IE 11 is not supported. For an optimal experience visit our site on another browser.

A political hurricane is gathering force

For years the Pentagon’s standing readiness plans required the country to be able to fight two major wars simultaneously. But no one anticipated what we face now: a war in Mesopotamia and another along the Mississippi.

For years the Pentagon’s standing readiness plans required the country to be able to fight two major wars simultaneously. But no one anticipated what we face now: a war in Mesopotamia and another along the Mississippi.

We have journalist Malcolm Gladwell to thank for the idea that every social phenomenon has a dramatic “tipping point.” It doesn’t always work that way. And yet Hurricane Katrina is just such a moment. We are a big, strong country — and New Orleans will, somehow, survive — but you do get the sense, as President Bush finally arrived here after a month-long vacation, that a political hurricane is gathering force, and it’s going to hit the capital any day.

As we approach the fourth anniversary of 9/11, Americans are facing a different anguish from a different, but no less iconic city. New Yorkers, on behalf of the rest of us, absorbed Al Qaeda’s attack and came back stronger than ever. We begin the fifth year of a “war against terror” that has brought some gains, but has cost 2,000 lives and half a trillion dollars — and there is no end in sight.
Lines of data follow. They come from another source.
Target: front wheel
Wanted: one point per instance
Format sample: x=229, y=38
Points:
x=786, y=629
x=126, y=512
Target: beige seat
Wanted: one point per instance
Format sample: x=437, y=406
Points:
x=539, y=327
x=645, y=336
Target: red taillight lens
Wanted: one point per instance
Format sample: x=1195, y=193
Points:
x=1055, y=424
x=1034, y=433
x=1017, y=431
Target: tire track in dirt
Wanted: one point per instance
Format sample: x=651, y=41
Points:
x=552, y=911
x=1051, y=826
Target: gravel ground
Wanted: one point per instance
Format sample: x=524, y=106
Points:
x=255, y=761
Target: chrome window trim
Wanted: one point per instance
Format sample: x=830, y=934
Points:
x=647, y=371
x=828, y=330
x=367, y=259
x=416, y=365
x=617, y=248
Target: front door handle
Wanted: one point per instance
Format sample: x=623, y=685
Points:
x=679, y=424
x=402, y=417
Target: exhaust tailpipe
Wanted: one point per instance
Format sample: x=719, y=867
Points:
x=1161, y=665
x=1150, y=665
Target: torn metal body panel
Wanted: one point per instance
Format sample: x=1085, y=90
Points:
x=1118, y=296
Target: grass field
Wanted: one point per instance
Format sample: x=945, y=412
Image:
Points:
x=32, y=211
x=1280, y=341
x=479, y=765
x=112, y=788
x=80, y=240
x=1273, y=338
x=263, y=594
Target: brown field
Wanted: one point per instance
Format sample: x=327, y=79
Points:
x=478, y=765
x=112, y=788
And now: the Storm and the Flood, which have inundated the Gulf Coast in deadly water. This is, literally, an invasion of the homeland, and it will require a war-like response from a nation and a military already stretched thin. National Guard officials insist that they have enough men and women on hand to do the job, but common sense tells you that they could use the others stationed abroad. The U.S. Navy is dispatching supply ships to the region, but battling the waters that cover the region will require many more resources.

Andy Jackson won the Battle of New Orleans. Will George Bush? His poll numbers already at near-record low levels, he will have to oversee the rescue of the Gulf in the midst of a changing climate in Washington. The public’s sense of where America is headed — the “right direction/wrong track” numbers — are dismal. Gas prices are high and unsettling. Congressional Democrats, reluctant since 9/11 to take on a “war president,” finally have decided to do so. And Republicans, knowing that they’ll be facing the voters a year from now, are beginning to seek ways to distance themselves from him.

This president doesn’t need Karl Rove to explain the political importance of disaster relief. It’s something Bush responds to naturally, and he knows the risks of seeming to be an insensitive, to-the-manor-born president. When hurricanes hit Florida before the last election, he and his brother, Jeb, were on the case, Big Time. Now three Red States are hit, hard, and the challenge is likely to be much greater.

Meanwhile, he will have to preside over yet another 9/11 anniversary, this one coming at a time when most Americans have decided that the war in Iraq shouldn’t have been fought and that it hasn’t made us safer at home. Bush will face calls not only for the release of more oil from the Strategic Petroleum Reserve, but for a wholesale consideration of his energy and environmental policies.

And just after Labor Day, hearings will start in the Judiciary Committee on the nomination of Judge John G. Roberts, Jr.  Expect the Democrats to drop their caution and go after him with all they’ve got. They’re coming to the conclusion that they have nothing to lose, and they are being pushed in that combative direction by a grassroots base furious at the congressional party for not having taken a tougher line against the president months if not years ago.

But now they sense blood in the rising water.